America's investor-owned electric utilities are already on track to meet the carbon dioxide emissions cuts called for by the Paris Agreement on climate change, Lynn Good, chairman, president and CEO of Duke Energy Corp., told state regulators at their summer conference.
However, to achieve a low-to-no-carbon economy by 2050, Good said the U.S. needs to not only preserve its fleet of aging nuclear power plants but also fund the research and development of various breakthrough technologies.
Speaking at the National Association of Regulatory Utility Commissioners' summer conference July 22 in Indianapolis, Good praised investor-owned utilities for their "underappreciated" achievement of reducing their carbon emissions 27% since 2005. "All of that work has been done based on economic decisions without federal mandates and with affordability in mind," Good maintained.
Good, who recently completed a one-year term as the chairman of the Edison Electric Institute, or EEI, said almost every one of EEI's members, including Duke, now has goals to reduce CO2 emissions on average 50% by 2030. Those targets would not only be achieved "faster" than those set by the stayed Clean Power Plan, or CPP, Good said, but also ensure that the U.S. power industry is doing its part to help limit global warming to a two-degree C rise as called for by the Paris Agreement.
The Obama-era CPP aimed to cut power-related CO2 emissions 32% by 2030 from 2005 levels. The U.S. Environmental Protection Agency projects that the CPP's replacement, Affordable Clean Energy rule, will cut CO2 from the power sector by "as much as" 35% by 2030. However, nearly all of those reductions would come from a continued shift away from coal-fired generation toward cheaper sources, such as natural gas and renewables, and many studies forecast emissions will actually increase under the less-stringent Affordable Clean Energy rule.

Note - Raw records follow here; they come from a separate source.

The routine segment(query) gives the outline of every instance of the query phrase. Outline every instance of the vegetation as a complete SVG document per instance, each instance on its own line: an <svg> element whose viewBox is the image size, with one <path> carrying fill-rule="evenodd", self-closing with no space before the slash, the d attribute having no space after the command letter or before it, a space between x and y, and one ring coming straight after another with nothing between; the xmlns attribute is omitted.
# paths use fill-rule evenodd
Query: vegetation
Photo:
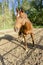
<svg viewBox="0 0 43 65"><path fill-rule="evenodd" d="M12 9L9 9L10 0L2 0L0 3L0 30L13 28L15 22L14 1L12 2ZM28 18L33 23L34 27L43 27L43 0L16 0L18 8L23 8L27 13Z"/></svg>

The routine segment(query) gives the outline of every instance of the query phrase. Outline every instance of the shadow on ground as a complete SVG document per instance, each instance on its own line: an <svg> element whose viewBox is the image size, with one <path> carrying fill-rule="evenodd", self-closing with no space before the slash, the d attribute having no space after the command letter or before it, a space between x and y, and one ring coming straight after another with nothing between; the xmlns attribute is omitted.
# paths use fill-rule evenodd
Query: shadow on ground
<svg viewBox="0 0 43 65"><path fill-rule="evenodd" d="M20 41L20 40L17 40L16 38L14 38L14 37L11 36L11 35L5 35L5 36L3 36L3 37L0 37L0 41L1 41L2 39L6 39L6 40L8 40L9 42L12 42L12 43L17 44L18 46L22 47L21 44L19 44L19 43L21 43L21 41ZM28 47L29 47L30 49L32 49L32 50L31 50L31 51L27 54L27 56L22 60L22 62L21 62L20 65L24 64L25 60L30 57L31 53L32 53L36 48L39 48L39 49L43 50L43 46L42 46L42 45L39 45L39 44L41 43L41 40L43 40L43 36L40 37L40 40L38 41L38 43L35 44L34 48L32 47L32 44L31 44L31 43L28 43ZM18 42L18 43L15 43L15 41ZM0 46L1 46L1 45L0 45ZM18 47L18 46L17 46L17 47ZM15 48L17 48L17 47L15 47ZM13 49L15 49L15 48L13 48ZM23 48L23 47L22 47L22 48ZM10 51L6 52L4 55L6 55L7 53L11 52L13 49L11 49ZM3 55L3 56L4 56L4 55ZM0 55L0 60L1 60L1 62L2 62L2 65L5 65L4 60L3 60L3 56Z"/></svg>

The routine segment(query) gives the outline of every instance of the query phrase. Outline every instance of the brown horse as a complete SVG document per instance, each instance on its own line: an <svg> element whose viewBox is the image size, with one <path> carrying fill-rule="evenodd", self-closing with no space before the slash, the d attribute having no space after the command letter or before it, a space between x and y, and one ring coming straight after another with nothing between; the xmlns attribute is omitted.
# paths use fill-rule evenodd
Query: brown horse
<svg viewBox="0 0 43 65"><path fill-rule="evenodd" d="M15 31L18 31L19 36L23 34L26 50L27 50L26 35L28 34L31 35L34 46L33 26L31 21L27 18L27 14L24 13L23 11L17 11L16 23L14 29Z"/></svg>

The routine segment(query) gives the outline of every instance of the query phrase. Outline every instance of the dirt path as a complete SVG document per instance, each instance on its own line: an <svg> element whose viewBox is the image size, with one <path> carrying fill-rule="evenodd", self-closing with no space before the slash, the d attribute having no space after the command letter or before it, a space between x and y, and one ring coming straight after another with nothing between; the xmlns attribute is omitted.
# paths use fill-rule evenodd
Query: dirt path
<svg viewBox="0 0 43 65"><path fill-rule="evenodd" d="M0 31L0 65L43 65L43 28L34 29L34 48L30 35L26 38L27 53L13 30Z"/></svg>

Under the Paris Agreement, the U.S. had pledged to cut economywide greenhouse gas emissions by 26% to 28% below 2005 levels by 2025. Nearly half of U.S. states remain committed to the accord despite President Donald Trump's intention to withdraw the U.S. from it. So far, seven states have implemented mandates for 100% renewable or carbon-free electricity mixes by mid-century, with the latest being Maine and New York.

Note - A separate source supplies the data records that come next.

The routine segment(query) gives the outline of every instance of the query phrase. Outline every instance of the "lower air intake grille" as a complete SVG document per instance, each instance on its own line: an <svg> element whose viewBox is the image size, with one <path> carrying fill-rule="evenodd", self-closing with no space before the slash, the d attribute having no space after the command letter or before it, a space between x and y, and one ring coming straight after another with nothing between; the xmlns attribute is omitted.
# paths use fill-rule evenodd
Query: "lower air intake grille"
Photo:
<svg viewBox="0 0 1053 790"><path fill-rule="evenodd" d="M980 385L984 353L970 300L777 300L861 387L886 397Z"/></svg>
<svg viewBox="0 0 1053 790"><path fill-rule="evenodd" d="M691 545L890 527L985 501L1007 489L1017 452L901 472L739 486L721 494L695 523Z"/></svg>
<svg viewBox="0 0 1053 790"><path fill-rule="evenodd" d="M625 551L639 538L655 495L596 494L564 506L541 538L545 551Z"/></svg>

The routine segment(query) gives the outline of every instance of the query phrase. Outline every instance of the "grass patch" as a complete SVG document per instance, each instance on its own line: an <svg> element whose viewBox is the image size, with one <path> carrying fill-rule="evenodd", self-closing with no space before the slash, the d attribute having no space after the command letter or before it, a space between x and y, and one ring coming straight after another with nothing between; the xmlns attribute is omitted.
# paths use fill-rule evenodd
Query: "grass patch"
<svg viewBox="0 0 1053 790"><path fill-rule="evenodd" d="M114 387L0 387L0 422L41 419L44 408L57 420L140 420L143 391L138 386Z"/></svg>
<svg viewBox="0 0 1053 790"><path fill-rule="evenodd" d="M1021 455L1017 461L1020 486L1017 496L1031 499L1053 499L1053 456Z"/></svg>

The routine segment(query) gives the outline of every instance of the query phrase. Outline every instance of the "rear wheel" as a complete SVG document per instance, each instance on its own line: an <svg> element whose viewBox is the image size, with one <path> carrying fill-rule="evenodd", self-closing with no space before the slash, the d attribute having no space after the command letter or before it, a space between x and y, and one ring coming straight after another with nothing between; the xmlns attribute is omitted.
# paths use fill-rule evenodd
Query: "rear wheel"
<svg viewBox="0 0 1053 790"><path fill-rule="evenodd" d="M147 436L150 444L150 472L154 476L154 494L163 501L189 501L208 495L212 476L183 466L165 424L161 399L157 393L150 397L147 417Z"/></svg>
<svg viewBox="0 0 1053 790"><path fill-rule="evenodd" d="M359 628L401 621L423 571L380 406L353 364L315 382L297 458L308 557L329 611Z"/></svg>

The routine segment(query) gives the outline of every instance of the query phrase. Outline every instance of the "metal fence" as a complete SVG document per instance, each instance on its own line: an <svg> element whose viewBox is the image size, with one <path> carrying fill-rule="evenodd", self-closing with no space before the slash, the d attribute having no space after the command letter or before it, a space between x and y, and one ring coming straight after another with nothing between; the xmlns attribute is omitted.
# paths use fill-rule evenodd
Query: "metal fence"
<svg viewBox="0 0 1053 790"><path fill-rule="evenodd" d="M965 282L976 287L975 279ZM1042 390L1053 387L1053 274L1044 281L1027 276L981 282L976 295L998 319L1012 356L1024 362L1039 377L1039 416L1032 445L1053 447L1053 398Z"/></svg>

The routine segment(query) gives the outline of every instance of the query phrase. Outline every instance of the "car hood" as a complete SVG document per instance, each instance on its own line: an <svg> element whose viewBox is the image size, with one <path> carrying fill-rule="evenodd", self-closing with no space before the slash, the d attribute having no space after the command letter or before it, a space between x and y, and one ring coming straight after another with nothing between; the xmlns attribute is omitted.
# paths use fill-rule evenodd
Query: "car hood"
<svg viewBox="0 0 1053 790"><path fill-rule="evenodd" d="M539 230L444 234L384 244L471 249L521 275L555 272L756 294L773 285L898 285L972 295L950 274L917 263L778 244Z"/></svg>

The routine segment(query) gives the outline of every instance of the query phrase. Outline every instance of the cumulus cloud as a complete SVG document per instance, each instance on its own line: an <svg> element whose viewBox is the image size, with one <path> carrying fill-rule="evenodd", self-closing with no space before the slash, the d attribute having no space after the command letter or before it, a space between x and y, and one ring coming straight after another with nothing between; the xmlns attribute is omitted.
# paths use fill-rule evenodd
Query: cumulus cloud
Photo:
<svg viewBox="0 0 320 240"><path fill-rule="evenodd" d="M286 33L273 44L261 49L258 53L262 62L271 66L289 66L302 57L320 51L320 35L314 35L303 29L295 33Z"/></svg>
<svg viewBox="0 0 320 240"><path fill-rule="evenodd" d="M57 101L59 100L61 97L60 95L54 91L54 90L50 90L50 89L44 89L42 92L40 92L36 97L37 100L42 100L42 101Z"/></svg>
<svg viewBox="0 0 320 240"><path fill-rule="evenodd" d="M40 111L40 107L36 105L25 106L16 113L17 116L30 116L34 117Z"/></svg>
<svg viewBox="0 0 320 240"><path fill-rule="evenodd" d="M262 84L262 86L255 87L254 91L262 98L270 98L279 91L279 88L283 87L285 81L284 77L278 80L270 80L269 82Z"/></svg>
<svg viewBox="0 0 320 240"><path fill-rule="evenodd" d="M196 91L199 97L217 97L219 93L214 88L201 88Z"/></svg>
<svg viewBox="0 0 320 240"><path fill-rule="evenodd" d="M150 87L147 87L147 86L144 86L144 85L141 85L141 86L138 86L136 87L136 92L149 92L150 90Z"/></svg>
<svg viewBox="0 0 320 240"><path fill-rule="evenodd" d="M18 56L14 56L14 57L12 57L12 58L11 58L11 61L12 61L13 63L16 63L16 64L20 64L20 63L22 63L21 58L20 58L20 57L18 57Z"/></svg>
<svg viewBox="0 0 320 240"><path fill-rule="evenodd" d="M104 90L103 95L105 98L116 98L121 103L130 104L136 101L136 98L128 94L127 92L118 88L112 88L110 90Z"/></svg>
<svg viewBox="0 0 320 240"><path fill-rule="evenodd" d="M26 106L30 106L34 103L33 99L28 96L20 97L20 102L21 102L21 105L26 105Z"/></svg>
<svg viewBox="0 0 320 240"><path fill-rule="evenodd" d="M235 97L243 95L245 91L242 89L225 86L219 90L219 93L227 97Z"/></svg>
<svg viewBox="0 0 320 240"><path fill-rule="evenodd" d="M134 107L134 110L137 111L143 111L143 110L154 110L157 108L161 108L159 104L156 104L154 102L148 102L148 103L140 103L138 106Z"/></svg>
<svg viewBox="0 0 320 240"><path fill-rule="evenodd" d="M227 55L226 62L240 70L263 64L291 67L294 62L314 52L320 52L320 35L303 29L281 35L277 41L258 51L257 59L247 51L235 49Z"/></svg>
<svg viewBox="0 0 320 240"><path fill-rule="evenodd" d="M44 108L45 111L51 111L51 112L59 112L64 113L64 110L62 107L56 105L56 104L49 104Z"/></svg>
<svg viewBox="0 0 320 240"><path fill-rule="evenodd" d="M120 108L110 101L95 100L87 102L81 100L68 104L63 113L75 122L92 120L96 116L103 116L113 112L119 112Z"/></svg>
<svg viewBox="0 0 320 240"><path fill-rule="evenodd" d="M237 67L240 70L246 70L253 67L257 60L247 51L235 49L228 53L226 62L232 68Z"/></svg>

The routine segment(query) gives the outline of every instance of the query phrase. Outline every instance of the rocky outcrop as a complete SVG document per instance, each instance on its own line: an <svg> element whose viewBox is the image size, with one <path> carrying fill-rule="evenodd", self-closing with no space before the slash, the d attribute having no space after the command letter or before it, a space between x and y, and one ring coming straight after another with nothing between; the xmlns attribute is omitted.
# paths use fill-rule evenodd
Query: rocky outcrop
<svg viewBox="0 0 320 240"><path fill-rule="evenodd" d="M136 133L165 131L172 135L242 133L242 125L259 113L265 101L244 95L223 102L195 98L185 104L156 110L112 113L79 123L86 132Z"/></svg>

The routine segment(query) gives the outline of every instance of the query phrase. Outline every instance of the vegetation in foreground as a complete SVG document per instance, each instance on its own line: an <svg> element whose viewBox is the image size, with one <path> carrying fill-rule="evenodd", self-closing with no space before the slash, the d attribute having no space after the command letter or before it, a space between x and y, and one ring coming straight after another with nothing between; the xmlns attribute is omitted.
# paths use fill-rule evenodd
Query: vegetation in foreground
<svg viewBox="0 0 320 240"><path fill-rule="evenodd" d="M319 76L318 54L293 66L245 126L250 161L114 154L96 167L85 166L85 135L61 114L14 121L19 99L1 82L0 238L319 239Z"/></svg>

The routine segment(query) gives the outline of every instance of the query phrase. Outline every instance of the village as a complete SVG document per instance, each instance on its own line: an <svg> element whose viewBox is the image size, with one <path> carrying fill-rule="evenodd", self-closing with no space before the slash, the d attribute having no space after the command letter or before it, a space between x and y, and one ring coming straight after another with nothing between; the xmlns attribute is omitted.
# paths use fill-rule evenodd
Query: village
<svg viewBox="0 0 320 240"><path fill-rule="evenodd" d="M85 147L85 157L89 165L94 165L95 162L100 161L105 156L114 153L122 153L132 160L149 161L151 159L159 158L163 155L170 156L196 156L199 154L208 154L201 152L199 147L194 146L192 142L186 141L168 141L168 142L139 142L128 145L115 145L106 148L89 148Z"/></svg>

Good said a number of EEI's members are looking beyond 2030 and discussing how much they can accomplish by 2050 and if they can achieve a low-to-no-carbon economy. "It puts our industry in the conversation about what it is going to take to get to deep carbon reduction," she said.
With the continued absence of a "comprehensive" energy policy at the federal level, Good said the energy industry's vision of the future continues to be shaped at the state level through stakeholder engagement processes. While doing so can feel like grueling "sausage-making" at times, Good said engaging with a broad set of open-minded stakeholders is the best way to decide the best path forward. Once a compromise is struck and a clear vision is set, utilities like Duke can lead and implement that vision, she said.
Along with expanding renewables and battery storage and retiring coal-fired power plants, Good said keeping existing nuclear reactors running is imperative. She noted that Duke has 11 reactors in the Carolinas and half of the power in the Carolinas comes from carbon-free nuclear. "We will not get to [our] carbon-reduction goals if we cannot keep those carbon-free resources working. So we're an advocate of second-license renewals," Good said.
Lynn Good, chairman, president and CEO of Duke Energy Corp.
The U.S. Nuclear Regulatory Commission has granted 20-year operating license extensions beyond initial 40-year terms to 94 reactors, including four reactors that have since permanently shut down. According to the NRC, six of the nation's 97 operating reactors have applied for a second license renewal to extend their operations to 80 years.
Duke is also an R&D advocate, Good said, especially because the utility believes undiscovered or underdeveloped energy technologies are needed to achieve deep decarbonization by 2050. Such breakthrough technologies might include small modular reactors, carbon capture technology and innovative batteries, Good said. Between baseload reactors and intermittent solar and batteries, Good recognized that there is an R&D opportunity to find a new energy technology "to sit in the middle, that's load-following [and] carbon-free."
"Investment in the energy delivery system and the natural gas pipeline delivery system is [also] essential to meet carbon goals," Good added.